PANDEGLANG, RADARBANTEN.CO.ID – Akademisi Kebijakan Publik Institut Kemandirian Nusantara (IKNUS), Arif Nugroho, menanggapi sikap Asosiasi Pemerintah Desa Seluruh Indonesia (APDESI) Kabupaten Pandeglang yang menolak Peraturan Menteri Keuangan (PMK) Nomor 81 Tahun 2025. PMK tersebut mengatur pengalokasian Dana Desa untuk pembangunan Koperasi Desa/Kelurahan Merah Putih (KDKMP).
Arif menilai kebijakan tersebut sejalan dengan arah besar pemerintah dalam membangun desa secara lebih struktural. Selama ini, pemerintah desa banyak menggunakan Dana Desa untuk belanja rutin dan kebutuhan jangka pendek. Melalui kebijakan ini, pemerintah mendorong desa memiliki fondasi ekonomi sendiri melalui koperasi.
“Kalau saya melihat PMK Nomor 81 Tahun 2025 ini, itu bagian dari arah besar kebijakan Presiden membangun desa secara lebih struktural. Dana Desa selama ini sangat membantu, tapi sebagian besar habis untuk kebutuhan jangka pendek. Presiden ingin mendorong desa punya fondasi ekonomi sendiri melalui koperasi,” kata Arif Nugroho, Kamis, 18 Desember 2025.
Arif mengakui kekhawatiran kepala desa wajar karena selama ini Dana Desa digunakan untuk program yang hasilnya cepat terlihat. Namun, jika pola tersebut terus berlanjut, desa berpotensi mengalami stagnasi pembangunan.
Menurutnya, penggunaan Dana Desa untuk koperasi bukan sekadar pengeluaran, melainkan investasi sosial dan ekonomi jangka panjang jika desa mengelolanya secara transparan melalui musyawarah desa serta pendampingan yang baik.
“Yang perlu dikritisi sekarang bukan programnya, tapi implementasinya. Kalau tata kelolanya rapi dan pengawasannya kuat, koperasi desa justru bisa menjadi penggerak ekonomi warga. Ini juga sejalan dengan arah besar Presiden yang ingin membangun Indonesia dari desa, bukan sekadar menyalurkan anggaran,” jelasnya.
Terkait kekhawatiran APDESI mengenai pemenuhan kebutuhan dasar masyarakat desa, Arif menegaskan bahwa hal tersebut bergantung pada implementasi kebijakan, bukan pada substansi program koperasi.

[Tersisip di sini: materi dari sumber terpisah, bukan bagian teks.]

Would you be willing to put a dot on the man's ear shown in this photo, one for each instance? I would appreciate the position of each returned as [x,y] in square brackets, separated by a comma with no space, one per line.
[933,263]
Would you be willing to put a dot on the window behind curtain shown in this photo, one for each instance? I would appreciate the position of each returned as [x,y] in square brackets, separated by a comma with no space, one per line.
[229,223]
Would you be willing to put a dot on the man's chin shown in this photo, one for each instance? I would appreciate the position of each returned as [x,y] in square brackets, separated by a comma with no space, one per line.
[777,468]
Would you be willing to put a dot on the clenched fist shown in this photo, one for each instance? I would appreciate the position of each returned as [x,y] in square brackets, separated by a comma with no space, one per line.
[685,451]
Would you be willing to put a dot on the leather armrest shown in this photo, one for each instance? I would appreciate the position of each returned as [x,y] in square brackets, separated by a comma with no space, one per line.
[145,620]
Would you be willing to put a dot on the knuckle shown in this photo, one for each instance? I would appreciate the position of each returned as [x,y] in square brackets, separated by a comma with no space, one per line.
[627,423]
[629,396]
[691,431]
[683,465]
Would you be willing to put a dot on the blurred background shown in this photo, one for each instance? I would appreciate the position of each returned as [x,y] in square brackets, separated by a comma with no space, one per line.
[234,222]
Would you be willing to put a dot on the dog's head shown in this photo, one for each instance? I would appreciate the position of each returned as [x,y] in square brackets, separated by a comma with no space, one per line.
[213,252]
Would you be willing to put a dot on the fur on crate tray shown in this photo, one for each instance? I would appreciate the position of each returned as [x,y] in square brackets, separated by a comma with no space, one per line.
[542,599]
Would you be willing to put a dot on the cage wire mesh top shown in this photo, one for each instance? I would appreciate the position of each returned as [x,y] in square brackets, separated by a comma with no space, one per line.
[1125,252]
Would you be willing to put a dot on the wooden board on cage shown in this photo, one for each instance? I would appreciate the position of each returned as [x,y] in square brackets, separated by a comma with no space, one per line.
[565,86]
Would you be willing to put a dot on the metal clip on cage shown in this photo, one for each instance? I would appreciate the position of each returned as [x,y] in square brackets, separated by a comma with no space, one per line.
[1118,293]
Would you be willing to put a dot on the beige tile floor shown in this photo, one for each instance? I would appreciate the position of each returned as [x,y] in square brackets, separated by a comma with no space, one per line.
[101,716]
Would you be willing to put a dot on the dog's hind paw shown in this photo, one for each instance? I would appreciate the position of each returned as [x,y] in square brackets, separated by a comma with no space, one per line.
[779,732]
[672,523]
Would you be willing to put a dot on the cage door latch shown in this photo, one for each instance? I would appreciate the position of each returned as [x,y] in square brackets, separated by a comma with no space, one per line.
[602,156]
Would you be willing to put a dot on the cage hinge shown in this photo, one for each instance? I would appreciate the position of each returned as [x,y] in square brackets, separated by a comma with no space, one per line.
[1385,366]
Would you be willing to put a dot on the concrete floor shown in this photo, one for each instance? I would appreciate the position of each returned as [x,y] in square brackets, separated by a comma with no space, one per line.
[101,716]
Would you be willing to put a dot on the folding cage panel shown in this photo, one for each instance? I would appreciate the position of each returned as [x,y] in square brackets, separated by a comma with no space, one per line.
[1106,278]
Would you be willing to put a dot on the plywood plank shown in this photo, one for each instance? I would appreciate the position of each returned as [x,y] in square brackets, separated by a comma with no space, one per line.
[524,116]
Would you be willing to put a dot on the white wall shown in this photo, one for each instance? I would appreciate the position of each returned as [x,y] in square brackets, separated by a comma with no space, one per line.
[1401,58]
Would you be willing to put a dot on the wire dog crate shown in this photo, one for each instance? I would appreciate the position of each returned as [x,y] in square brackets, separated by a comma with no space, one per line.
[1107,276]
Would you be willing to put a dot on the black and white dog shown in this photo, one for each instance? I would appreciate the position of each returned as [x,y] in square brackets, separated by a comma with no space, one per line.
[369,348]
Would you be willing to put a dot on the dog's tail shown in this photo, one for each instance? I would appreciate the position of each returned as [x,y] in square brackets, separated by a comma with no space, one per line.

Dengan pengaturan porsi anggaran yang bijak, koperasi justru dapat membantu desa memenuhi kebutuhan dasar secara berkelanjutan.
Arif juga menilai masukan APDESI terkait sumber pendanaan sebagai hal yang wajar. Ia mendorong pemerintah pusat untuk menjelaskan strategi nasional di balik kebijakan tersebut agar desa memahami risiko dan manfaat program koperasi desa.
Mengenai keterlambatan pencairan Dana Desa, Arif menilai hal itu perlu menjadi catatan penting, namun tidak dapat dijadikan alasan untuk menolak kebijakan pembangunan koperasi desa.
Menurutnya, Dana Desa cukup dijadikan pemantik awal. Sementara itu, sumber pendanaan lain dapat berasal dari pemerintah pusat, perbankan nasional, BUMN, serta lembaga keuangan negara.
“Dengan skema campuran ini, koperasi bisa tumbuh, desa tidak kehilangan ruang fiskal, dan arah besar kebijakan Presiden untuk memperkuat ekonomi desa dapat berjalan lebih berkelanjutan,” katanya.
Secara umum, Arif menegaskan bahwa kebijakan tersebut merupakan upaya pemerintah mendorong desa naik kelas. Meski tantangan tetap ada, ia menilai arah kebijakan sudah tepat.
“Yang penting, semua pihak mengawal implementasinya agar desa benar-benar menjadi subjek pembangunan, bukan sekadar objek kebijakan,” pungkasnya.
Sebelumnya, Asosiasi Pemerintah Desa Seluruh Indonesia (APDESI) Kabupaten Pandeglang menyatakan penolakan terhadap PMK Nomor 81 Tahun 2025 yang mengatur pengalokasian Dana Desa untuk pembangunan Koperasi Desa/Kelurahan Merah Putih (KDKMP).
APDESI menilai kebijakan tersebut berpotensi mengganggu keberlanjutan program prioritas serta operasional pemerintahan desa.